Vosoritide for Selected Genetic Causes of Short Stature
Short Stature
About this trial
This is an interventional treatment trial for Short Stature focused on measuring Hypochondroplasia, SHOX Deficiency, Rasopathy, NPR2, CNP, Noonan Syndrome, Aggrecan, ACAN
Eligibility Criteria
Inclusion Criteria:
- Parent(s) or guardian(s) are willing and able to provide written, signed informed consent after the nature of the study has been explained and prior to performance of any research-related procedure. Also, subjects under the age of 18 are willing and able to provide assent (if required) after the nature of the study has been explained and prior to performance of any research-related procedure.
- Stated willingness to comply with all study procedures and availability for the duration of the study
- Age >3 years 0 days AND <10 years 364 days for males, <9 years 364 days for females
- Pre-pubertal defined as Tanner Stage 1 breasts in females and testicular volumes <3 cc in males. This must be confirmed at the Day 1 visit prior to initiation of vosoritide.

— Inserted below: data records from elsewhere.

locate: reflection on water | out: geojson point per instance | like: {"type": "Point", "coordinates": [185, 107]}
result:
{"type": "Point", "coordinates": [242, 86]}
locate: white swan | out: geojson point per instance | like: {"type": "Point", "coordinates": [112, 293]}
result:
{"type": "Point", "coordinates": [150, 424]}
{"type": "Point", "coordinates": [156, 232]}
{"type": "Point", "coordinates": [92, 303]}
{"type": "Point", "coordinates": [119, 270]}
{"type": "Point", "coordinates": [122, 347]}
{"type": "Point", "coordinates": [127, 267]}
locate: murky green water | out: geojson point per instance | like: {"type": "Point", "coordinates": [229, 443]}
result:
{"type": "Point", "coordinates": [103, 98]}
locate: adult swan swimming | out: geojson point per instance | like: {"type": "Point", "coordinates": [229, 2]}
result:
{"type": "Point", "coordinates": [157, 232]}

- Patient height <-2.25 SDS. All height SDS values are calculated using the CDC growth charts/data tables (Center for Disease Control and Prevention, 2000).

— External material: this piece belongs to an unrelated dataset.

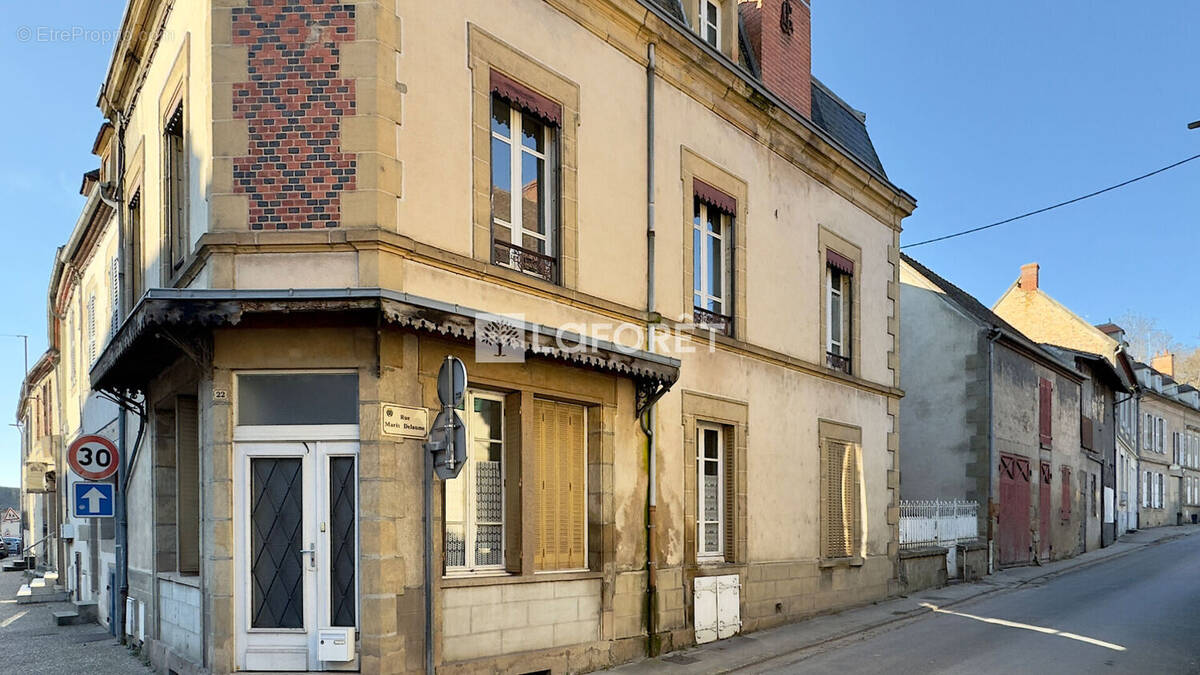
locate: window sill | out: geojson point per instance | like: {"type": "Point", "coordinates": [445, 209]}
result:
{"type": "Point", "coordinates": [504, 578]}
{"type": "Point", "coordinates": [829, 562]}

Patients with pathogenic or likely pathogenic variants in genes known to cause the specific genetic subgroups of short stature listed below are eligible for inclusion in the study. Pathogenicity of variants will be classified as per the American College of Medical Genetics criteria with the exception of ACAN mutations as detailed below (Richards et al., 2015). Documentation of the presence of the variant must be obtained using a lab results report from a CLIA certified laboratory. Classification of the variant's pathogenicity status will be performed by the Children's National study team.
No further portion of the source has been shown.